We’re shore you’ll love this!

It’s been a while since my last post, but we’re launching a new project, UK Tides, with Zooniverse, asking volunteers to help digitise sea level measurements from historical handwritten ledgers (https://www.zooniverse.org/projects/psmsl/uk-tides). The project focuses on two sites near Liverpool in the North West of England: Hilbre Island and George’s Dock – two of the longest records we have. The data will be used to study climate change and sea level rise and will be included in the Permanent Service for Mean Sea Level (PSMSL) dataset, which is used by the Intergovernmental Panel on Climate Change (IPCC).

Handwritten ledger from Hilbre, 1853

Handwritten ledger from Hilbre, 1853

Back in 2011, the British Oceanographic Data Centre at the National Oceanography Centre, won funding under the Jisc Mass Digitisation programme to preserve historical ledgers by scanning them.
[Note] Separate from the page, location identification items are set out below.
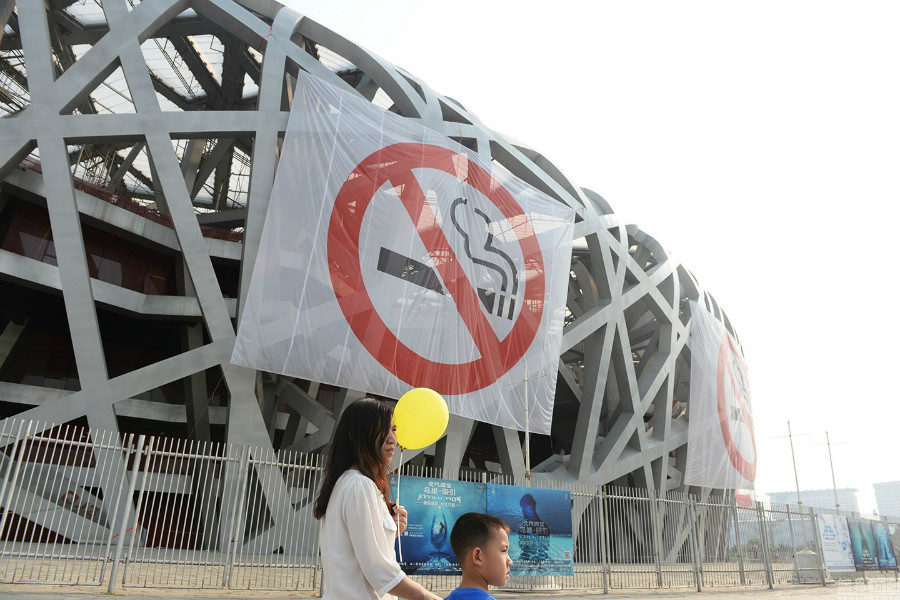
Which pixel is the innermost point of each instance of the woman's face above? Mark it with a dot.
(390, 443)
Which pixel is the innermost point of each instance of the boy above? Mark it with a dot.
(481, 545)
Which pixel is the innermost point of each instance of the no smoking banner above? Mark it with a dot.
(721, 444)
(393, 258)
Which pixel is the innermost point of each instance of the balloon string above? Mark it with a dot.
(397, 515)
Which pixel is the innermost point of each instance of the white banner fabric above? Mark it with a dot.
(721, 448)
(393, 258)
(835, 536)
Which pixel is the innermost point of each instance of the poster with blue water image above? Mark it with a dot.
(433, 506)
(885, 553)
(862, 540)
(540, 523)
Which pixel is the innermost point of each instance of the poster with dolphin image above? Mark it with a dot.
(433, 506)
(540, 523)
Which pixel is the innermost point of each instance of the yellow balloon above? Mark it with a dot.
(421, 417)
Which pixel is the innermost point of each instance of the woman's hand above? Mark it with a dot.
(401, 516)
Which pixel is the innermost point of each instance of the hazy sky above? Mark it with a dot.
(758, 141)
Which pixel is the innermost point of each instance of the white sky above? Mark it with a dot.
(759, 141)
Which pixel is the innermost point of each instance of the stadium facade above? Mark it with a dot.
(139, 143)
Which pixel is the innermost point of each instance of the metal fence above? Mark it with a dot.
(88, 508)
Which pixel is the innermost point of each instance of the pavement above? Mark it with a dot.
(879, 589)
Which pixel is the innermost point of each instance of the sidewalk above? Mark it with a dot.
(873, 590)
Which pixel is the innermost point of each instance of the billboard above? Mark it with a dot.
(836, 546)
(862, 539)
(887, 558)
(540, 522)
(433, 506)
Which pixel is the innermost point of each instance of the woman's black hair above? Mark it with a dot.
(361, 431)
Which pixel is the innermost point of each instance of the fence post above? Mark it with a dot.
(136, 528)
(9, 470)
(814, 519)
(764, 534)
(738, 541)
(695, 543)
(655, 526)
(605, 560)
(238, 515)
(604, 555)
(123, 528)
(23, 443)
(787, 509)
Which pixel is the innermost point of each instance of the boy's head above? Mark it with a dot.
(481, 545)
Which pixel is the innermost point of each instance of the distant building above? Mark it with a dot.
(887, 498)
(820, 498)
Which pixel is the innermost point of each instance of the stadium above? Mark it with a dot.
(140, 141)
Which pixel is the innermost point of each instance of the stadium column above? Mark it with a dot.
(245, 424)
(95, 399)
(450, 449)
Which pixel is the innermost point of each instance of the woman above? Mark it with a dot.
(358, 531)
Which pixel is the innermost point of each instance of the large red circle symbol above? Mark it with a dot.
(746, 468)
(395, 163)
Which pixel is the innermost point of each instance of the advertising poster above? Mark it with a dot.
(887, 558)
(540, 522)
(836, 547)
(862, 540)
(433, 506)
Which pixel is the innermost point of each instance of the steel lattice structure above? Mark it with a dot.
(159, 123)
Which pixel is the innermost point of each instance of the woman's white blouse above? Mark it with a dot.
(357, 541)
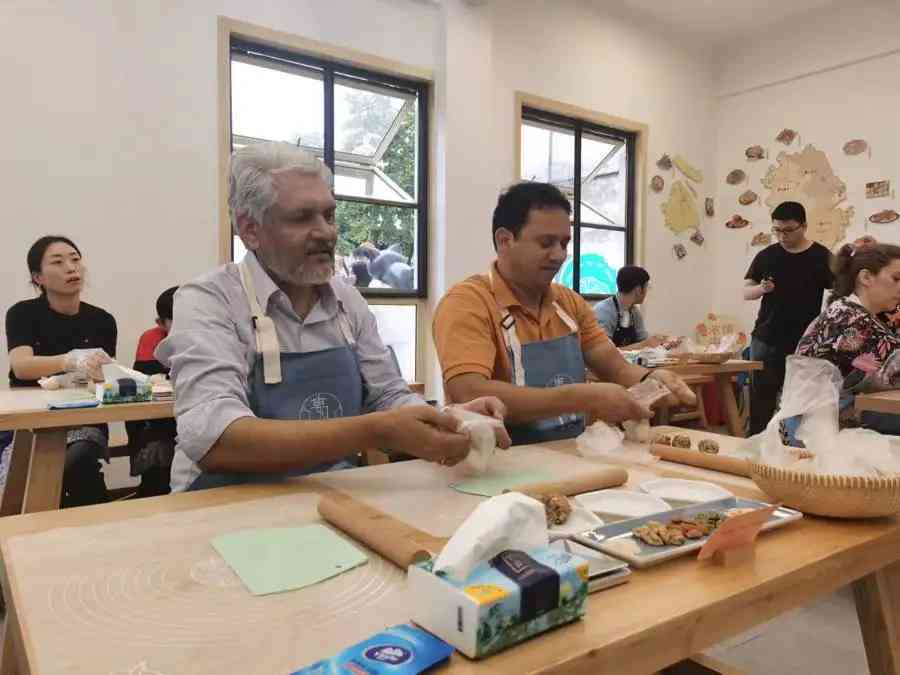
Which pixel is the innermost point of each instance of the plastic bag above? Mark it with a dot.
(812, 390)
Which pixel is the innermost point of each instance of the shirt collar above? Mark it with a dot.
(506, 298)
(266, 289)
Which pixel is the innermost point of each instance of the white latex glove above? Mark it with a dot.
(87, 362)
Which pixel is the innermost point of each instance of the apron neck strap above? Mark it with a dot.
(264, 328)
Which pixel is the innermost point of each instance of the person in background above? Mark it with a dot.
(791, 277)
(514, 334)
(853, 332)
(55, 333)
(619, 315)
(153, 441)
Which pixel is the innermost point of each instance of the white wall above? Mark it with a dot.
(572, 52)
(110, 122)
(833, 77)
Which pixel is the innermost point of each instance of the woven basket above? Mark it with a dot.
(829, 495)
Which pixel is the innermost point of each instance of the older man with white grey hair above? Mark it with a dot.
(275, 361)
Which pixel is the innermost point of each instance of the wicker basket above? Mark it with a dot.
(829, 495)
At the time, we investigated how we might actually digitise the data (https://historicsealevel.wordpress.com/2012/08/16/citizen-science-power-to-the-people/) but it wasn’t until Zooniverse launched their project builder in 2015 that we thought it might be possible.
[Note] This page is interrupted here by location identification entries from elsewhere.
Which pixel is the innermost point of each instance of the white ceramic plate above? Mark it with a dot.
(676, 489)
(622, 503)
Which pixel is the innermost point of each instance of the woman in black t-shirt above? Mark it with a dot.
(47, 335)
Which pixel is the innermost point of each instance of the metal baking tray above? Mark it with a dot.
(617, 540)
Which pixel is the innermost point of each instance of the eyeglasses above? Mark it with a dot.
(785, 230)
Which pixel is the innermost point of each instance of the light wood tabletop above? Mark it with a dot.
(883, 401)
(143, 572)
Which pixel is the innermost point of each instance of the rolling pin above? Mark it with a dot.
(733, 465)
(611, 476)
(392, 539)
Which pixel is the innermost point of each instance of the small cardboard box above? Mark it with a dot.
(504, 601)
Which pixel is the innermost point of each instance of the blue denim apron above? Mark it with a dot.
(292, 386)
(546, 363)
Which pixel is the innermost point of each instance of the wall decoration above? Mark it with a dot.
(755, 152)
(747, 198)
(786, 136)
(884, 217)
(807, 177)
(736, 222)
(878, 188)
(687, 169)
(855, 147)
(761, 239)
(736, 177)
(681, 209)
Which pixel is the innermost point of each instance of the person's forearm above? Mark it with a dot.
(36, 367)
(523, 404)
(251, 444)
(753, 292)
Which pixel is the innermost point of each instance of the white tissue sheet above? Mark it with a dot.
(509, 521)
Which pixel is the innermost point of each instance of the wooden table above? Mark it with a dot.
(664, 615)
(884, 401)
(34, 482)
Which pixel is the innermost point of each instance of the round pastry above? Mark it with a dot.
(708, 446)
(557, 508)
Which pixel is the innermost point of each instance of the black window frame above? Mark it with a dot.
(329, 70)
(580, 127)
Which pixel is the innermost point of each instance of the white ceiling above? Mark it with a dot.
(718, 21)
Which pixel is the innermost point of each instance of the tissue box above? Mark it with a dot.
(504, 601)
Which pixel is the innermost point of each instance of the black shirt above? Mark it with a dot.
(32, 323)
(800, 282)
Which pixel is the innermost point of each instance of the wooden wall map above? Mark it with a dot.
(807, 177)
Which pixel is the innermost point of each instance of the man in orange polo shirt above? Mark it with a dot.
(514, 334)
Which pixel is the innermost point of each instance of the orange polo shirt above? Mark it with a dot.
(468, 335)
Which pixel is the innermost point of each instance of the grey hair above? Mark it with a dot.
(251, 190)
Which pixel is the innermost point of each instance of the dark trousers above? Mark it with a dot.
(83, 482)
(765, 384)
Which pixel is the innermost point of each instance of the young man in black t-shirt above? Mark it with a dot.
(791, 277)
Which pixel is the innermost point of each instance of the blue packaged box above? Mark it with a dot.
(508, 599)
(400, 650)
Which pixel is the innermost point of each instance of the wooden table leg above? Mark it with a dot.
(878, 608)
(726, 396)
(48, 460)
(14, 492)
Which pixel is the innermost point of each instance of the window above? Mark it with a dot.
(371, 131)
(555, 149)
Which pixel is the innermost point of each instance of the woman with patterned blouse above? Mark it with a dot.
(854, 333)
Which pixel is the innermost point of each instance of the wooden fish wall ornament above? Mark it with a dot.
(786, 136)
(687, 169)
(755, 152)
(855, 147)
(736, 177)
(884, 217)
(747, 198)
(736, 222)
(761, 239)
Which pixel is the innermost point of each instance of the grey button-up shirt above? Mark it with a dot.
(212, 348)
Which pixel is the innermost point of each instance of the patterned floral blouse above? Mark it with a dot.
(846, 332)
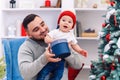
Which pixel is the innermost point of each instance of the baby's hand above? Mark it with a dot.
(83, 52)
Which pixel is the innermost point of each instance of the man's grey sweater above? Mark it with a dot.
(31, 59)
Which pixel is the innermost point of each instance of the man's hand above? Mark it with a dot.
(50, 56)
Over the past 5 years, we’ve kept trying to rescue data but our efforts really were focussed in 2020 by the UNESCO sea level data rescue workshop (https://en.unesco.org/news/recovering-historical-sea-level-data-help-assess-risk-extreme-sea-level-events). One of the recommendations of that workshop was to “explore the feasibility of a pilot project for the Zooniverse platform for citizen science research” and UK Tides is the outcome!